Lunelle thought about this. The word court felt silly. It implied action on her part, but she knew—and she was sure Yallara did, too—that her mother would ultimately make the call. Oestera was still on the throne, still the queen. Whatever she decided would go.
The library door cracked inward as Arcas slithered through—his face pale, his breath rapid.
“Oh,”
he sighed, catching Lunelle’s eyes.
“Apologies, ladies, this room is usually unoccupied.”
“As it will be again soon,”
Yallara teased, rising from her seat.
“I’ve business to attend to,”
she announced, winking at Lunelle as she skipped lightly from the room. Lunelle sat straighter in her chair, sliding her ankles toward the floor slowly, as if the prince might not notice her relaxed posture.
“I can arrange for a chaperone,”
Arcas said quietly, tilting his head toward the library door.
“A chaperone?”
Lunelle asked.
“Are we going somewhere?”
“No,”
Arcas answered, setting his books on the writing desk against the wall.
“Only, I thought, if we’re to be here together…”
Lunelle’s eyes flitted about the room.
“Are you threatened by me, Your Highness?”
Arcas’s pale blue lips tightened into a flat line.
“Of course not, Princess, I?—”
“I am teasing,”
she said softly, blushing as she realized her humor did not land.
“We do not require chaperones in the Lunar Court. I was unaware the Plutonians had such customs.”
Arcas arched his onyx brows, settling into an armchair across from her, still posed as if someone might show up to paint a portrait, but his lips relaxed.
“We do not,”
he said.
“I was always told that Lunarian women practice strict rules of engagement within courtships?—”
Lunelle jolted. Yallara suggesting it was one thing, but Arcas was another entirely.
“Courtships?”
“I am not implying—well, I suppose I am. Gods above,”
he muttered.
“Forget I said it.”
Lunelle turned her eyes away from him, afraid that his bumbling nature was beginning to warm to her as endearing.
“If I were to court you, not saying that I am…”
“Understood.”
“...I’m afraid I’ve no clue what you’re referencing as far as rules of engagement.”
Arcas rose from his seat, darting to the wall of bookshelves behind her.
“It’s somewhere here,”
he whispered as he scanned dozens of bound spines. “Ah!

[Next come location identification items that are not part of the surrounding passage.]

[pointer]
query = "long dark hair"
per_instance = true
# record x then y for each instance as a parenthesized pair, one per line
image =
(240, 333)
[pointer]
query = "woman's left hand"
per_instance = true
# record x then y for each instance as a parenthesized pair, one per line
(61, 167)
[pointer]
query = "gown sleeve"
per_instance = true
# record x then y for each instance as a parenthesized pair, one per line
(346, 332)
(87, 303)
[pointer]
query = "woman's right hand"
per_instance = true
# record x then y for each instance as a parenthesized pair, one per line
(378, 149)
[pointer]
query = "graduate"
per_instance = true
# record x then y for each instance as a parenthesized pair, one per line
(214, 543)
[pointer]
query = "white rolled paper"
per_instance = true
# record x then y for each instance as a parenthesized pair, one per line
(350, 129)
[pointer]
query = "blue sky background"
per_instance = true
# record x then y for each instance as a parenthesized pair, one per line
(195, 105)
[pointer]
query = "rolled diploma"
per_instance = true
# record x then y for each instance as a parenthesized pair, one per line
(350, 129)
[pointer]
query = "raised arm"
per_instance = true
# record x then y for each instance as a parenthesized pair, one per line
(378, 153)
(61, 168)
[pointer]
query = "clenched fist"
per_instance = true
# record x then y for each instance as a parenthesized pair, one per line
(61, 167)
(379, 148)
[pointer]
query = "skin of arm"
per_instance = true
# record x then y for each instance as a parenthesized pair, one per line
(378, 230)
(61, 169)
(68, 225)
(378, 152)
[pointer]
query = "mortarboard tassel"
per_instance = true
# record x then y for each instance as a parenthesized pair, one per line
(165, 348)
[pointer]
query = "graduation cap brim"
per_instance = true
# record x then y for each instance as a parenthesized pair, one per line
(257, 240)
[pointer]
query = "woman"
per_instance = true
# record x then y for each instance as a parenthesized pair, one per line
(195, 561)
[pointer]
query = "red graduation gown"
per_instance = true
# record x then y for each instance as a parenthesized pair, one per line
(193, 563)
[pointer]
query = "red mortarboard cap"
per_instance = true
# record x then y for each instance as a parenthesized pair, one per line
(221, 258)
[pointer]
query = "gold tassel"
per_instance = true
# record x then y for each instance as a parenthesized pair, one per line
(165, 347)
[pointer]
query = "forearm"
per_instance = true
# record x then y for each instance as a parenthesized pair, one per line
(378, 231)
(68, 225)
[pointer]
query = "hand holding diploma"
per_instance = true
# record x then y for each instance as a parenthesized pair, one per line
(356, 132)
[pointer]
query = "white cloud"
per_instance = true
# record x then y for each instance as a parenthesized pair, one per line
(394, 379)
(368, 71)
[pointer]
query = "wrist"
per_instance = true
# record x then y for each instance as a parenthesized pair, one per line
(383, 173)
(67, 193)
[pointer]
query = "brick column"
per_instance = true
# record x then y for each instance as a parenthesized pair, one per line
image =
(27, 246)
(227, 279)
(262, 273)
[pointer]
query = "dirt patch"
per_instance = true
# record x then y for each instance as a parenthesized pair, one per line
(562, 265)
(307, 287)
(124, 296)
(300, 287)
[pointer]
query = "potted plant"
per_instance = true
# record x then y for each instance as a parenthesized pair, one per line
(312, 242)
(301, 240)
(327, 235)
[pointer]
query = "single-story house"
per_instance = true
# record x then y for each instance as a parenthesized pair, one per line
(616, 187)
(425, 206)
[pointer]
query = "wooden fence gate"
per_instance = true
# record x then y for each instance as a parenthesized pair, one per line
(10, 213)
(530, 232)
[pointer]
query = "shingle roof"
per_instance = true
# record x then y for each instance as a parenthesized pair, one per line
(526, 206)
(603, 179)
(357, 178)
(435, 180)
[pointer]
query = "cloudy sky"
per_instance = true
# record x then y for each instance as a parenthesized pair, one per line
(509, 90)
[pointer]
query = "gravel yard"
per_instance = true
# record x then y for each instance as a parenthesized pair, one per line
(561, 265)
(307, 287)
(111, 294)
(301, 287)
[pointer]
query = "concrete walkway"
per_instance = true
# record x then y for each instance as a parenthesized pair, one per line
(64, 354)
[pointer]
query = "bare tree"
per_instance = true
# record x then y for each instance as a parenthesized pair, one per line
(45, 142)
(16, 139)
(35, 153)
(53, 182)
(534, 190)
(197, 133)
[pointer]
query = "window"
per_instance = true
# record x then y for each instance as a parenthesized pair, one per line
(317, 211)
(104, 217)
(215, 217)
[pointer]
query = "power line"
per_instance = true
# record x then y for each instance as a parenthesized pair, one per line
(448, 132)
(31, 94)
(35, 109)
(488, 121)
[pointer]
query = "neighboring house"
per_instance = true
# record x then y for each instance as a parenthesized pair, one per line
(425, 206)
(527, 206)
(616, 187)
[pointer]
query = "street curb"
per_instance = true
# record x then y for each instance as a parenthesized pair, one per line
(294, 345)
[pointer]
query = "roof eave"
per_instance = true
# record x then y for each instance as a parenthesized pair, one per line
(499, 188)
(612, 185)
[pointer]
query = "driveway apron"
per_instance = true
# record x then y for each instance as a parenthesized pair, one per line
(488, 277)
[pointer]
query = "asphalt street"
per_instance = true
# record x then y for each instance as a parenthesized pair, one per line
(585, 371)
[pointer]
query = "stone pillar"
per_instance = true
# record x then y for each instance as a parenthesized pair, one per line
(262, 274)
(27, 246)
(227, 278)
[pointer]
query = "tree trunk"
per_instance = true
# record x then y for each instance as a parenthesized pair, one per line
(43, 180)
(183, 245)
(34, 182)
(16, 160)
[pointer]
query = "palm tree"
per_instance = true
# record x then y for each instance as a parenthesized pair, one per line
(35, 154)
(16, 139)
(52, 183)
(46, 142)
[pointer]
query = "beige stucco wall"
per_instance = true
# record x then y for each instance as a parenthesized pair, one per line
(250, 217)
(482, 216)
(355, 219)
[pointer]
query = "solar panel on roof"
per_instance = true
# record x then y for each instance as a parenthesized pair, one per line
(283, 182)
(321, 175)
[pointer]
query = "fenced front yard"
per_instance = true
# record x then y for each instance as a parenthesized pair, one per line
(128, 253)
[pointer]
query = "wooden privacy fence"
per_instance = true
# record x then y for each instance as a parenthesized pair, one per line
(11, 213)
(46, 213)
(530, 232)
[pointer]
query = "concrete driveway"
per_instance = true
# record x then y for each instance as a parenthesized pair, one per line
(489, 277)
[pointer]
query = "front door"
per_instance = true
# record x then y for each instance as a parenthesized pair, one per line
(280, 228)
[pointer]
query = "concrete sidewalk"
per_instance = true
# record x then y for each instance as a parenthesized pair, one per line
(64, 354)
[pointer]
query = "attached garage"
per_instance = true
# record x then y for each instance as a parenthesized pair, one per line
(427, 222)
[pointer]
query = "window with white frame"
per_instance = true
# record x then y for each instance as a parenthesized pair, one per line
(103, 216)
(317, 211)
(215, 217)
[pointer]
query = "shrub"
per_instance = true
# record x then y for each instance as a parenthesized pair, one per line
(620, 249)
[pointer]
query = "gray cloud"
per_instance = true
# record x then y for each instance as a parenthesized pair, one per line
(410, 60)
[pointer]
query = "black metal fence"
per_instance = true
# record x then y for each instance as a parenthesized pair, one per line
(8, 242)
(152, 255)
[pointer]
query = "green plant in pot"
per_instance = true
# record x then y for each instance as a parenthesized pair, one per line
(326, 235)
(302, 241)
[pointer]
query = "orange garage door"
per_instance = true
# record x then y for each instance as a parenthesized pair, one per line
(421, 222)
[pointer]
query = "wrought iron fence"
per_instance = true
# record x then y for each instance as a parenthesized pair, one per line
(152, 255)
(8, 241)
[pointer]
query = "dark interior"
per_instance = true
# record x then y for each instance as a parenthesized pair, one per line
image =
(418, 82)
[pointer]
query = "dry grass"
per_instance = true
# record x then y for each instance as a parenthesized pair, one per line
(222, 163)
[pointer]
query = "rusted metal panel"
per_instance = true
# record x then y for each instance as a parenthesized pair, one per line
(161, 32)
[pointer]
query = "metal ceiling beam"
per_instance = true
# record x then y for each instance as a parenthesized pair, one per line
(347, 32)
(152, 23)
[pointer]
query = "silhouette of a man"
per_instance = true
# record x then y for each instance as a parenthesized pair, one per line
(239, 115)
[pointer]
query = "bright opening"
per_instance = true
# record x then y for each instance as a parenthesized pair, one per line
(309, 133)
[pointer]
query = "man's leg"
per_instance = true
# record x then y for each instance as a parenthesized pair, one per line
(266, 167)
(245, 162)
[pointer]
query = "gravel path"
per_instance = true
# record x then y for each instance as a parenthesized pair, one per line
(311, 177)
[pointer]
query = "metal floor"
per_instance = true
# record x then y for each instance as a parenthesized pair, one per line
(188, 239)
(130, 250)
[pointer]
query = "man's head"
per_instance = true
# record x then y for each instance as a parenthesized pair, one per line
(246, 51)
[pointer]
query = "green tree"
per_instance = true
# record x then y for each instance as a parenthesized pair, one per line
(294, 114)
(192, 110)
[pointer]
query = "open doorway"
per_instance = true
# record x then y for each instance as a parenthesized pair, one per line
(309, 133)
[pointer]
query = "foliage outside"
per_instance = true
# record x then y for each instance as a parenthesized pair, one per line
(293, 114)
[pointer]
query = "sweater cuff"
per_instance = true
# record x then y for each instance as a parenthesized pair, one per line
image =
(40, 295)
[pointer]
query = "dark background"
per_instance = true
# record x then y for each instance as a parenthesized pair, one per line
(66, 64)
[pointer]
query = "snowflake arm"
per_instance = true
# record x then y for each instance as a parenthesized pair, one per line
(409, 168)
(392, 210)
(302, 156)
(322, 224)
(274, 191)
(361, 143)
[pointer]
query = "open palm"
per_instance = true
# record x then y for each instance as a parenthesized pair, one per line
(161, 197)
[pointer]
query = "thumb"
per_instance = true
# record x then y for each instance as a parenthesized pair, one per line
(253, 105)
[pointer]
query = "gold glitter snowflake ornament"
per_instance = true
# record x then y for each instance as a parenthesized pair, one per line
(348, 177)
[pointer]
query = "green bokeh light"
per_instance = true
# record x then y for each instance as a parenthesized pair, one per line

Yes.”
He tilted a deep amethyst volume from a shelf packed with Inner Court writings and handed it to her.
“A Delicate Dance: A Complete History of Lunarian Courtship Rituals,”
Lunelle read as she thumbed through the pages.
“Arcas, where in the Nether did you get this?”
Arcas shrugged, settling back into his chair.
“It’s a commonly referenced text amongst the nobility here.”
Lunelle battled back an unbecoming laugh as she read the section headings, dozens of strange rules she’d never heard of before, documented in bold lettering.
“We don’t practice a single one of these,”
Lunelle said through a stunned giggle.
Chaperones are required in any room in which a Lunarian woman is present. If a Lunarian woman is found to have touched a suitor with her bare hand, she must engage in ritualistic cleansing until her next completed cycle in the Lunar Temple. Lunarian women are docile in nature and easily frightened, one must always send a female attending into the room to signal your presence before following.
“None of this is even remotely true, Arcas.”
“I thought it was strange that you danced with me so willingly,”
he admitted.
“But I thought perhaps since we were outdoors and within view of others?—”
“Where is this from?”
she asked, rotating the book in her hands. A gilded icon shimmered at the base of the spine. She held it close, rotating it to catch the light from the window. Lunelle snorted.
“Arcas, this was written by an Ellumian satirist.”
She held the book up and flipped to the final page, where the author had included a brief biography and explanation.
“This author must warn any readers of this handbook that attempting to abide by these rules will only result in one of the deepest wounds known to the Living Courts—a Lunarian woman’s pity.”
His pale blue complexion flushed violet as blood rushed to his cheeks.
“I am late for a meeting,”
he mumbled, snatching the book from her hands and tossing it into a bronze basket beside the desk. He hadn’t been the subject of her pity before—but he certainly forced it from her as he stomped out of the room rather like a child.